Open Bug 1296313 Opened 8 years ago Updated 7 months ago

Show non ASCII spaces as their HTML entites in the markup-view

Kategorien

(DevTools :: Inspector, enhancement, P3)

enhancement

Tracking

(Not tracked)

Menschen

(Reporter: pbro, Unassigned)

References

(Blocks 1 open bug)

Details

(Keywords: parity-chrome)

Attachments

(3 files)

Attached file entity.html
- Open the attached HTML test case in a tab,
- Open the devtools inspector,
- Notice how the 3 HTML entities present in the source of the page are shown as ≡, < and > respectively

The inspector shows the DOM tree, not the authored markup as it came from the server. So showing the evaluated entities makes sense from that point of view.

However, this can lead to many confusions for users. We've had reports of people thinking that the <input /> shown in the inspector was an element, where it really is just the text in a text node.

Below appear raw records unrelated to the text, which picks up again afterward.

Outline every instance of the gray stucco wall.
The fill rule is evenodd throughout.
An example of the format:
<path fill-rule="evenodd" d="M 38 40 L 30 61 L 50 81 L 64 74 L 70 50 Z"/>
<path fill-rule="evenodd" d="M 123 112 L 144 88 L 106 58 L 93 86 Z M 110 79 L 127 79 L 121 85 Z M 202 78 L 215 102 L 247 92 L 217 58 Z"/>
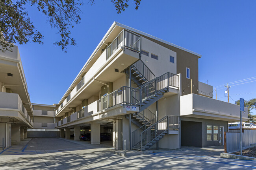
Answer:
<path fill-rule="evenodd" d="M 186 117 L 181 116 L 180 118 L 181 122 L 182 121 L 189 121 L 192 122 L 202 122 L 202 147 L 207 147 L 213 146 L 219 146 L 221 145 L 219 142 L 219 139 L 218 137 L 218 141 L 214 141 L 213 140 L 213 126 L 219 126 L 219 134 L 220 126 L 224 127 L 223 131 L 227 132 L 228 124 L 227 121 L 219 121 L 212 119 L 200 119 L 194 117 Z M 207 129 L 206 126 L 207 125 L 211 125 L 212 126 L 212 134 L 211 141 L 207 141 Z M 181 132 L 182 131 L 181 130 Z M 198 132 L 198 133 L 200 132 Z M 181 136 L 182 135 L 181 135 Z M 194 140 L 197 140 L 195 138 Z M 182 142 L 181 141 L 181 144 Z"/>

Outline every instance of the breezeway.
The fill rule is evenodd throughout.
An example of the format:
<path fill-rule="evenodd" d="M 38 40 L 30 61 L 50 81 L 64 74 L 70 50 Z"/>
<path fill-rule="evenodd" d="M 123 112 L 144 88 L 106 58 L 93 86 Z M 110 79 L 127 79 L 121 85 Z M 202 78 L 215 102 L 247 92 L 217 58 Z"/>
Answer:
<path fill-rule="evenodd" d="M 123 157 L 114 154 L 109 142 L 59 138 L 32 138 L 0 152 L 2 169 L 252 169 L 256 161 L 220 157 L 223 149 L 184 147 L 154 150 L 153 154 Z"/>

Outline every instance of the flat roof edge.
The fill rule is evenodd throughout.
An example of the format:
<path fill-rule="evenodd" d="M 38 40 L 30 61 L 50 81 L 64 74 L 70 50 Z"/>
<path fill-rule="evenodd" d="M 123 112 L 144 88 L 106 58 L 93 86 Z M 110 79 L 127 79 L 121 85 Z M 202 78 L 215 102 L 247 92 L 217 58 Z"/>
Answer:
<path fill-rule="evenodd" d="M 150 34 L 147 34 L 147 33 L 144 33 L 144 32 L 142 32 L 141 31 L 138 30 L 137 29 L 135 29 L 133 28 L 132 28 L 131 27 L 129 27 L 128 26 L 126 26 L 125 25 L 122 24 L 120 24 L 119 22 L 117 22 L 116 23 L 117 25 L 117 26 L 119 26 L 120 27 L 123 27 L 124 29 L 127 29 L 130 30 L 130 31 L 132 31 L 134 32 L 135 32 L 136 33 L 137 33 L 139 34 L 141 34 L 142 35 L 143 35 L 145 36 L 148 37 L 149 38 L 151 38 L 153 39 L 154 39 L 156 40 L 157 40 L 158 41 L 160 41 L 161 42 L 163 42 L 165 44 L 167 44 L 169 45 L 170 46 L 172 46 L 173 47 L 175 47 L 176 48 L 180 49 L 182 49 L 182 50 L 185 51 L 187 51 L 187 52 L 189 52 L 189 53 L 191 53 L 192 54 L 194 54 L 194 55 L 197 55 L 198 56 L 198 58 L 201 58 L 202 57 L 202 55 L 200 54 L 199 54 L 197 53 L 195 53 L 195 52 L 192 51 L 190 51 L 189 49 L 186 49 L 185 48 L 184 48 L 183 47 L 180 47 L 180 46 L 177 46 L 176 45 L 175 45 L 174 44 L 171 43 L 171 42 L 168 42 L 168 41 L 165 41 L 165 40 L 162 40 L 161 38 L 157 38 L 156 37 L 153 36 L 152 35 L 150 35 Z"/>

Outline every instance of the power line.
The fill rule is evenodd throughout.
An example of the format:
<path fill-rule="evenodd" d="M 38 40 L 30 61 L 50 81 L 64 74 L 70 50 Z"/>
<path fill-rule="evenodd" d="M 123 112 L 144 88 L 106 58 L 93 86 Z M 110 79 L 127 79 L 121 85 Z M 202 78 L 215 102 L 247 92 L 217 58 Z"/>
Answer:
<path fill-rule="evenodd" d="M 241 93 L 241 94 L 235 94 L 234 95 L 230 95 L 230 96 L 235 96 L 236 95 L 247 95 L 249 94 L 254 94 L 256 93 L 256 92 L 252 92 L 252 93 Z"/>
<path fill-rule="evenodd" d="M 244 84 L 248 83 L 249 83 L 249 82 L 254 82 L 254 81 L 256 81 L 256 80 L 255 80 L 254 81 L 250 81 L 250 82 L 244 82 L 243 83 L 240 83 L 240 84 L 235 84 L 235 85 L 232 85 L 232 86 L 237 86 L 238 85 L 243 84 Z"/>
<path fill-rule="evenodd" d="M 252 80 L 253 79 L 256 79 L 256 76 L 253 77 L 250 77 L 250 78 L 247 78 L 247 79 L 242 79 L 242 80 L 237 80 L 237 81 L 233 81 L 232 82 L 229 82 L 228 84 L 234 84 L 235 82 L 236 82 L 236 83 L 238 83 L 238 82 L 242 82 L 243 81 L 248 81 L 248 80 Z M 248 79 L 250 79 L 250 80 L 248 80 Z M 220 87 L 221 87 L 222 86 L 225 85 L 226 84 L 222 84 L 221 85 L 217 86 L 214 87 L 214 88 L 217 88 Z"/>

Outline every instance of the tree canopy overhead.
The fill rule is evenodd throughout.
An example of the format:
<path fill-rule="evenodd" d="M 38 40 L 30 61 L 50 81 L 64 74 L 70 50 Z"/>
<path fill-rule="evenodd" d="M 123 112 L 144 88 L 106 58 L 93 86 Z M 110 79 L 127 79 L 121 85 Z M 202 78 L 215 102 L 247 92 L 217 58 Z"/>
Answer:
<path fill-rule="evenodd" d="M 120 13 L 128 7 L 128 0 L 111 1 L 117 13 Z M 141 0 L 134 0 L 136 10 Z M 95 3 L 95 0 L 88 1 L 92 5 Z M 22 44 L 30 40 L 43 44 L 43 36 L 35 28 L 26 10 L 26 5 L 30 5 L 48 17 L 47 21 L 52 28 L 57 29 L 61 38 L 54 44 L 67 52 L 68 46 L 76 44 L 70 37 L 70 28 L 80 22 L 82 4 L 78 0 L 0 0 L 0 50 L 11 51 L 15 43 Z"/>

And we've had reports of people using &emsp; for instance and not seeing it in the inspector, and therefore not understanding where the extra space was coming from.

So far we've WONTFIX'd these because there was no way for devtools to get to the authored content. But I'd like to use this bug to investigate whether we could fix this.

The inspector uses an inIDeepTreeWalker instance to walk the DOM [1] and therefore display nodes in the UI. At this stage, the HTML has already been parsed and we only walk the DOM tree, we don't have access to the original content source, right?

Would there be a way to get, for each DOM node in the tree, either the original source text for that node, or a location information for us to find it in the HTML response?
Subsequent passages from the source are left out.